Genellikle adet kanaması sırasında cinsel ilişki
tabu olarak görülür. Bu düşünce, çoğunlukla çok
derinlerde gizli, kör inançlara ve adet
kanamalarının pis bir olay şeklinde açıklandığı
dinsel kurallara dayanır. Biz bu sorunu tıp
açısından hareket ederek inceleyeceğiz. Psikolojik uyarılma dışında, kadının bedensel
arzulan banyo yapınca olduğu gibi, cinsel
organlara kanın toplanmasıyla, doğal yoldan
artar. Cinsel arzuların adet kanamasından birkaç gün öncesinde ve kanama sırasında artması
doğal karşılanmalıdır. Çünkü cinsel organlar kanla
doludur. Fakat olası ağrılar yüzünden kadın, doğal olarak
oluşan isteklerini dizginler. Hiç bir rahatsızlık
duymasa bile, yalnızca kanama olduğu için
arzularını bir kenara atar. Bu nedenle, birçok
kadın, adet kanaması sırasında cinsel ilişkide
bulunmayı reddeder, fakat okşanmayı, kucaklanmayı ister. Böyle uyarılmaların rahim
üzerinde bazı etkileri olabilir ve kanamayı
artırabilir. Bazı erkekler, adet kanaması olan kadınları arzular. Fakat birçok koca, kanamanın başladığını
duyunca, gizliden gizliye derin bir nefes alır.

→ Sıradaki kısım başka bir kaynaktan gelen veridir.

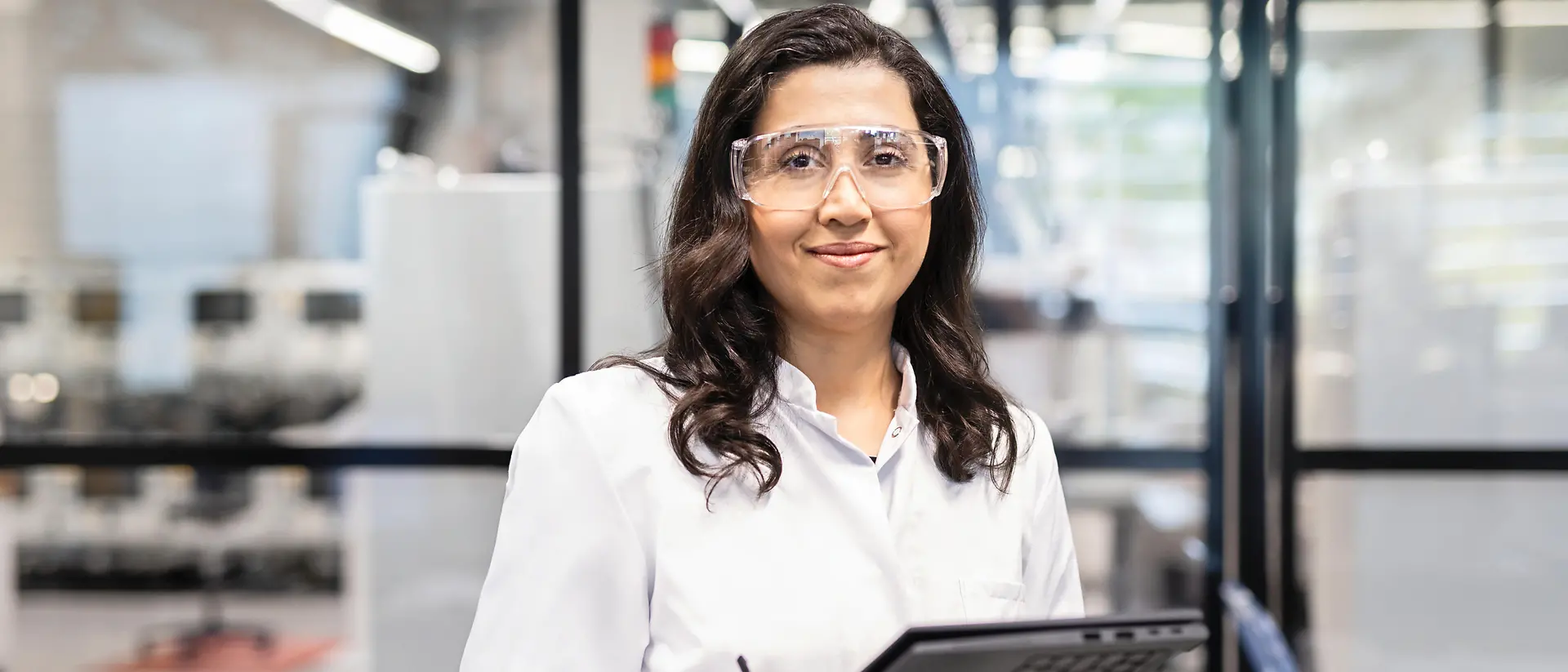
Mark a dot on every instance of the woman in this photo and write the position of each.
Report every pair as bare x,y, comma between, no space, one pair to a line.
816,456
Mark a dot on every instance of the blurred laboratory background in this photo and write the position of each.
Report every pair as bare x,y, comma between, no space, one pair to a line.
281,279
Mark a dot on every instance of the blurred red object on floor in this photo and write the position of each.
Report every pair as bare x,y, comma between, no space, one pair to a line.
234,655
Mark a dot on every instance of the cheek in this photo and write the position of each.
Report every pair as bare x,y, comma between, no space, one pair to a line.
911,235
772,247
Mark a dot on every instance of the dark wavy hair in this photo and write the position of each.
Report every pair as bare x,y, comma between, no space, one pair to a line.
720,359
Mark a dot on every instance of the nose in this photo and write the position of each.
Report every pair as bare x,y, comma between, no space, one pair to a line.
844,206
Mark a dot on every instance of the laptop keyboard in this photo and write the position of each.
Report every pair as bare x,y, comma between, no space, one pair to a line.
1099,661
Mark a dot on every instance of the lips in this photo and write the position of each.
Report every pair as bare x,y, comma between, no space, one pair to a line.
845,254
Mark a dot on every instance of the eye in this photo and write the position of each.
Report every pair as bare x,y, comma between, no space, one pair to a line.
886,157
799,158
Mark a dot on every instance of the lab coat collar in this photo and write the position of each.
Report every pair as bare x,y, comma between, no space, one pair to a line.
797,389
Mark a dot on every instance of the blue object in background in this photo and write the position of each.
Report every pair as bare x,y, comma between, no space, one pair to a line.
1261,639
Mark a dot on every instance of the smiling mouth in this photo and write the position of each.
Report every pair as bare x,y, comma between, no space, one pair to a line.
845,254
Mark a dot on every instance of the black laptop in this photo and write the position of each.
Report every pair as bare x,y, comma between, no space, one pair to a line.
1106,644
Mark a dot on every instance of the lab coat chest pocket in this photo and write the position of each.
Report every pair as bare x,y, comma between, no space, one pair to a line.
991,600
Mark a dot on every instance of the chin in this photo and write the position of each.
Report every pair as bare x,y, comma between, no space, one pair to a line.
849,318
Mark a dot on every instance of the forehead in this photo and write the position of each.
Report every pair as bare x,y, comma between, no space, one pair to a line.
866,95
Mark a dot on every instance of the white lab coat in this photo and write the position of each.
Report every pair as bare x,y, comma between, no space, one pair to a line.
610,559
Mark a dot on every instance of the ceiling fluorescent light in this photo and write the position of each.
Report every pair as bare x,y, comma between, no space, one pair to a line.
1383,15
741,13
888,13
698,56
366,32
1162,39
1532,13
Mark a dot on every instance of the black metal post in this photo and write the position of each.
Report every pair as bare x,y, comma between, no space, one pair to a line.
1288,44
569,78
1254,307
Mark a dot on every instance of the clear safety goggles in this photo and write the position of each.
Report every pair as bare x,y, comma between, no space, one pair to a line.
795,170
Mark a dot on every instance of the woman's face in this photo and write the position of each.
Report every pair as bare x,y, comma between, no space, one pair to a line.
804,257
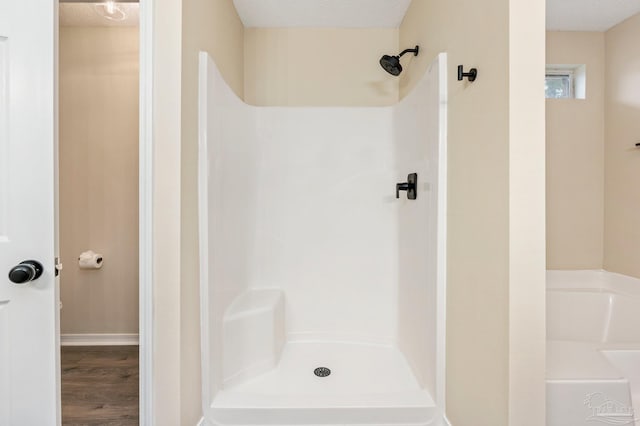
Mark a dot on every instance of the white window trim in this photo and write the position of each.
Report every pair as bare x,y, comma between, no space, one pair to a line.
564,72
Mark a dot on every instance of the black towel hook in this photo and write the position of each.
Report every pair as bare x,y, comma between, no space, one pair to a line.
471,75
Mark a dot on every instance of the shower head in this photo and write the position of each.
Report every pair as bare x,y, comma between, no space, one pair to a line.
391,64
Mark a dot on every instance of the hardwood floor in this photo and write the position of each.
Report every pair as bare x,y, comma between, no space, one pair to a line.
99,385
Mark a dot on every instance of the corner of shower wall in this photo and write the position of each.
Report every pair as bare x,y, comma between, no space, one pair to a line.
420,125
226,203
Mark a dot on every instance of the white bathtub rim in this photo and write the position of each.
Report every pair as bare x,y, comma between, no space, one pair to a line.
592,280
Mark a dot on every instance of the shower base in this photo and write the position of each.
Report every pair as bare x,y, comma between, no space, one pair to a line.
368,384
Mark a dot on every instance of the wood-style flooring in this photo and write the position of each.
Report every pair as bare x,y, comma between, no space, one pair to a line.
99,385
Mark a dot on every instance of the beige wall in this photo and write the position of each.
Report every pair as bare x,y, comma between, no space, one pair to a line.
575,157
319,66
212,26
622,159
99,178
496,125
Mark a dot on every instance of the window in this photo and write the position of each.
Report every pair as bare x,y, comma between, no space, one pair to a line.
558,84
565,82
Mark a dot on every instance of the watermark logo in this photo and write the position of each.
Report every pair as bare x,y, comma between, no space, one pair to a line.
609,411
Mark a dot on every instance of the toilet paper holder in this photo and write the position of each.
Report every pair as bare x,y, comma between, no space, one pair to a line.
90,260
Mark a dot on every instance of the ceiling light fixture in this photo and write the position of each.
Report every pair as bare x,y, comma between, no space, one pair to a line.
111,11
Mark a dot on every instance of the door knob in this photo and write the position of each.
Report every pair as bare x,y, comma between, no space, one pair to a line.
410,186
25,272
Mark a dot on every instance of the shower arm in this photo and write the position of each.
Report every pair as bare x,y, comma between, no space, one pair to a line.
415,51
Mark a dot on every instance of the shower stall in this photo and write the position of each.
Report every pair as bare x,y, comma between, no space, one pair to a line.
322,293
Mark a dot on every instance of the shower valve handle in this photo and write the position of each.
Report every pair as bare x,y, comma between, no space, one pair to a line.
410,186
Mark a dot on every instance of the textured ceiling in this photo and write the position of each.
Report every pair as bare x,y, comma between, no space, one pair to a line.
88,15
322,13
588,15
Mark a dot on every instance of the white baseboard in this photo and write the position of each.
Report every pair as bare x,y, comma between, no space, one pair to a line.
101,339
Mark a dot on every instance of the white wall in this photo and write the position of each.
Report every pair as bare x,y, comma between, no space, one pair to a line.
99,177
212,26
228,154
326,219
419,129
303,199
496,281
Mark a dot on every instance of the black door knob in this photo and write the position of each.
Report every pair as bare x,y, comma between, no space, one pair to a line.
25,272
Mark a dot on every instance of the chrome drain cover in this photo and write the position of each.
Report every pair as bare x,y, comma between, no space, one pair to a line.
322,372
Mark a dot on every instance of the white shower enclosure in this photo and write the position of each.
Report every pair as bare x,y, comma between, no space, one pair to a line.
322,294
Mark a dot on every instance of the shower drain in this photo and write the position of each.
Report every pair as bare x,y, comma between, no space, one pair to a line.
322,371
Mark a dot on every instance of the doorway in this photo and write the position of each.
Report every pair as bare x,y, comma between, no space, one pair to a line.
99,62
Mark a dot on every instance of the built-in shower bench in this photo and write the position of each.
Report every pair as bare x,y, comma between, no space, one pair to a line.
253,334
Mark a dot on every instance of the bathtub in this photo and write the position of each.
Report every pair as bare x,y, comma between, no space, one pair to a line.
593,348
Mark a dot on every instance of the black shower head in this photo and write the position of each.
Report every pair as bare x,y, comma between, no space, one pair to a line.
391,64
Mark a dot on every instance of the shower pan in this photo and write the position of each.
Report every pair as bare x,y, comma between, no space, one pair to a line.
322,294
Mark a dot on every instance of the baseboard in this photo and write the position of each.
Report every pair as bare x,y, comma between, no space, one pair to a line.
101,339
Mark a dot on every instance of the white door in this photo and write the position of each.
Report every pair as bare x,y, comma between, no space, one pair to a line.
29,348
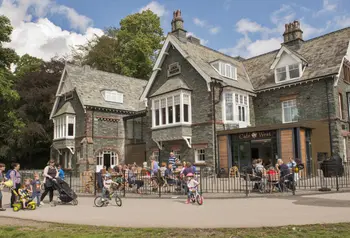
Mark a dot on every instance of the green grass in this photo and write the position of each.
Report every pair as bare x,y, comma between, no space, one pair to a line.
45,230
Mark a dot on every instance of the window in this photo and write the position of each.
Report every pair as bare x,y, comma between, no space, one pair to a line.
225,69
236,111
289,111
113,96
172,110
200,155
288,72
340,101
64,126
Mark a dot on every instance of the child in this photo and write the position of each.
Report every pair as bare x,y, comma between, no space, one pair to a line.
36,185
107,183
2,169
191,184
25,191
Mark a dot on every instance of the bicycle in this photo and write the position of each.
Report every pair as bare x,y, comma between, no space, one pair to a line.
100,202
196,196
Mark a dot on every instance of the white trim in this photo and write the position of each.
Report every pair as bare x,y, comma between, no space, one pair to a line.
169,41
187,142
278,56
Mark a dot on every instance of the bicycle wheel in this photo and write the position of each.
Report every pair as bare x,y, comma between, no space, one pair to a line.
98,201
118,201
199,199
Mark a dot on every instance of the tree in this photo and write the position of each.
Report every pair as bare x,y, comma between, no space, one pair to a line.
37,89
129,50
10,125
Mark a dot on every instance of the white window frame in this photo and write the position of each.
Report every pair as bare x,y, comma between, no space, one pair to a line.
286,67
113,96
61,126
236,105
283,108
182,94
226,70
198,153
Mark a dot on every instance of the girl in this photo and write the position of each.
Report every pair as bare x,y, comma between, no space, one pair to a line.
50,173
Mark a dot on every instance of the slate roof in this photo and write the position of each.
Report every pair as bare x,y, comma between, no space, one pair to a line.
90,82
66,108
323,54
172,84
204,56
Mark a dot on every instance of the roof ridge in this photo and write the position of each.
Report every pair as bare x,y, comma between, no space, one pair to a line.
309,40
102,71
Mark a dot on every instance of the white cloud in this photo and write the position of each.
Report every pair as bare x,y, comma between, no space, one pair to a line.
42,38
76,20
155,7
204,24
203,42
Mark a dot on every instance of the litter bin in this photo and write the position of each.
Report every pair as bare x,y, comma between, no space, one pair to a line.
332,167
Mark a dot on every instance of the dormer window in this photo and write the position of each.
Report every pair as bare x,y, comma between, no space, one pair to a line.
113,96
225,69
288,72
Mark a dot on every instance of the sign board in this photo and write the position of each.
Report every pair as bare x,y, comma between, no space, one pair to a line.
255,135
174,69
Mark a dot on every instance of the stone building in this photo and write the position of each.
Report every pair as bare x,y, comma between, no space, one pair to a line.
90,130
210,108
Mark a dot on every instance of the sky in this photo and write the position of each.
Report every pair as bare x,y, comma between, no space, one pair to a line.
246,28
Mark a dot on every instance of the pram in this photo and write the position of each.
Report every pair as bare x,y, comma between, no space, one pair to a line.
66,194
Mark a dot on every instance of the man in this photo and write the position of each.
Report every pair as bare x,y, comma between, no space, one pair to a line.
172,160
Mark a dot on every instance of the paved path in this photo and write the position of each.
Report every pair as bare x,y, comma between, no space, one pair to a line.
252,212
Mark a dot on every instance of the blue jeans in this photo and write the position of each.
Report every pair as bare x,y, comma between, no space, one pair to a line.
37,197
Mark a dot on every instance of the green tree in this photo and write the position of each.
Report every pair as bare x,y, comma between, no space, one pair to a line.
129,50
10,125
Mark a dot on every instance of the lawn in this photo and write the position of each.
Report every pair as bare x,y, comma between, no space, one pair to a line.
25,228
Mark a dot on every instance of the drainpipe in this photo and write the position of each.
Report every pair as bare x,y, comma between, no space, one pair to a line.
214,122
329,119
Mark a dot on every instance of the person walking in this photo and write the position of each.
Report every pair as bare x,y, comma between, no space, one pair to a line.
50,173
15,176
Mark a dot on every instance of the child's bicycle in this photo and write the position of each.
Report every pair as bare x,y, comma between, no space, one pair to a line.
100,201
196,196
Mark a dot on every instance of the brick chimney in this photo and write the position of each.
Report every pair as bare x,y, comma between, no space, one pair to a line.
293,35
177,26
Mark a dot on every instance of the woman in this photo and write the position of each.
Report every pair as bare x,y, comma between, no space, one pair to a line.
50,173
15,176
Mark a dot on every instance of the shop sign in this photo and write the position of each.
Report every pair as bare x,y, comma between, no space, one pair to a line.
256,135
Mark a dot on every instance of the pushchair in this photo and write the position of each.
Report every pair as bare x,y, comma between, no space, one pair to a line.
65,193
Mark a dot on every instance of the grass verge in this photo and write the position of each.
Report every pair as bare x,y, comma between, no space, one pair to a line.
29,229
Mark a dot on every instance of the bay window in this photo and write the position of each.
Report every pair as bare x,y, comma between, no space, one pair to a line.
171,110
236,108
64,126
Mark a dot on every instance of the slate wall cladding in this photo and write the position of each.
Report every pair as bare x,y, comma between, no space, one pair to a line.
201,109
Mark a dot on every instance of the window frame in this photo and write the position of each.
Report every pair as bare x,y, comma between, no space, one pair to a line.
236,105
61,127
179,95
283,112
287,71
197,153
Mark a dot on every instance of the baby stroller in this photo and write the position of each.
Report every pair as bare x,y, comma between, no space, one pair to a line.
66,194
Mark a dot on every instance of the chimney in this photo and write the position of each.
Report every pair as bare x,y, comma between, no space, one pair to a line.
194,40
177,26
293,35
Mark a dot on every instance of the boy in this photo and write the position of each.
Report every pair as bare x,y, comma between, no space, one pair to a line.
36,184
107,183
2,169
191,184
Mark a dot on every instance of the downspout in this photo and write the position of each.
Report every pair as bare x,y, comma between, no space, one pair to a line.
329,119
214,122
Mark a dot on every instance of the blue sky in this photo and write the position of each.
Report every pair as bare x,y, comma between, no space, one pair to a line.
46,27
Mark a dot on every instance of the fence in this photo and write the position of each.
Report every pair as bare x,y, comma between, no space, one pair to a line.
228,181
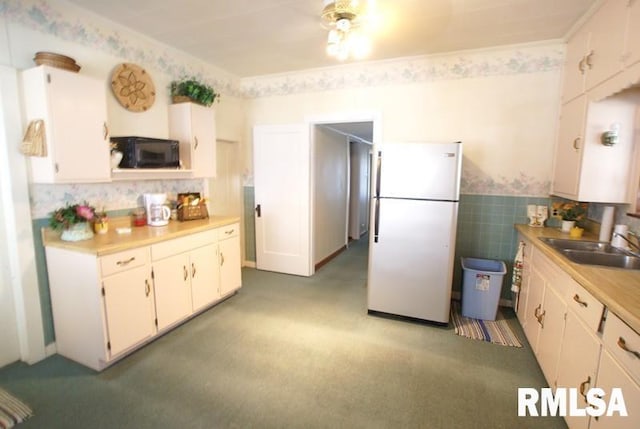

Çünkü bu süreyi kendilerine dinlenmek için bir
ara olarak görürler. Fakat adet kanaması beş veya
daha fazla gün sürdüğü için, içlerinden birçoğu,
bunun bir an önce son bulmasını arzular. Bu erkekler kendi kendilerine, bütün bu kanama
süresince perhiz yapıp yapmamaları gerektiğini
sorar ve eğer gerekmiyorsa, hangi önlemlere
uymalarının doğru olacağına kafa yorar.